We've implemented PESQ (Perceptual Evaluation of Speech Quality) as a software option for APx500 3.0. Many of the audio interfaces used in telephony, such as Bluetooth headsets, return almost meaningless results if one applies traditional audio measurements such as THD+N or SNR. Measurements like PESQ simulate the results of real human group testing in order to give designers a sense of the real-world usability of their speech-oriented products. PESQ results are given on a simple 5-point MOS (Mean Opinion Score) that represents typical listener results.

Smartphones and tablets now commonly use multiple MEMS mics. How can engineers measure the behavior of these in a meaningful way?

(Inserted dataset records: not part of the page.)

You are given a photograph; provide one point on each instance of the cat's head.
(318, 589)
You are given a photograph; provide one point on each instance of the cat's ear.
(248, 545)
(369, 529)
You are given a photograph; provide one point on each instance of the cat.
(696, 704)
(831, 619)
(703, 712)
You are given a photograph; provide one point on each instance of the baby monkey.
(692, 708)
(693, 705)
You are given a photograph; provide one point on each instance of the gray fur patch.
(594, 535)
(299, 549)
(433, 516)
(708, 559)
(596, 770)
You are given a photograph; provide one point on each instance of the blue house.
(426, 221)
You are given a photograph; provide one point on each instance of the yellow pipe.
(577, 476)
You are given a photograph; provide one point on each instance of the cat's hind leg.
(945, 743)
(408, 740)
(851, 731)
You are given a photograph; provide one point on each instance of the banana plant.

MEMS mics usage is absolutely exploding, with digital interfaces poised to overtake analog in the very near future. Over a billion MEMS mics are being sold this year.

Digital MEMS mics have presented a special problem, as they typically use a PDM (Pulse Density Modulation) format. This is a 1-bit datastream that runs at a very high bitrate, and makes for a very efficient and low cost interface to chipsets. Until now, designers had to feed this output into a home-made decimator to see the audio payload. That's not the case with APx - we've developed a new PDM option that allows mic designers and implementers to both source and sink PDM devices. Instead of seeing only results processed by some outboard box, APx can display everything in the PDM datastream, from audio to the noise shaping above the pass band. This is essential when solving issues with EMI or unwanted aliasing of high frequencies.

We've also included a built-in power supply to make connections quick, easy and reliable, and this power supply can be modulated with standard sine waves and variable-duty square waves to test PSR (Power Supply Rejection) - a key spec for MEMS mics in noisy GSM phone environments.

Where is the focus for Audio Precision going forward?

There is little doubt that the current wave of mobile computing will continue to expand and have an enormous effect upon the audio industry in many dimensions. Audio Precision is committed to maintaining our role as the recognized standard in audio test, and we will continue to develop and refine world-class solutions for engineers who are trying to make the world a better sounding place.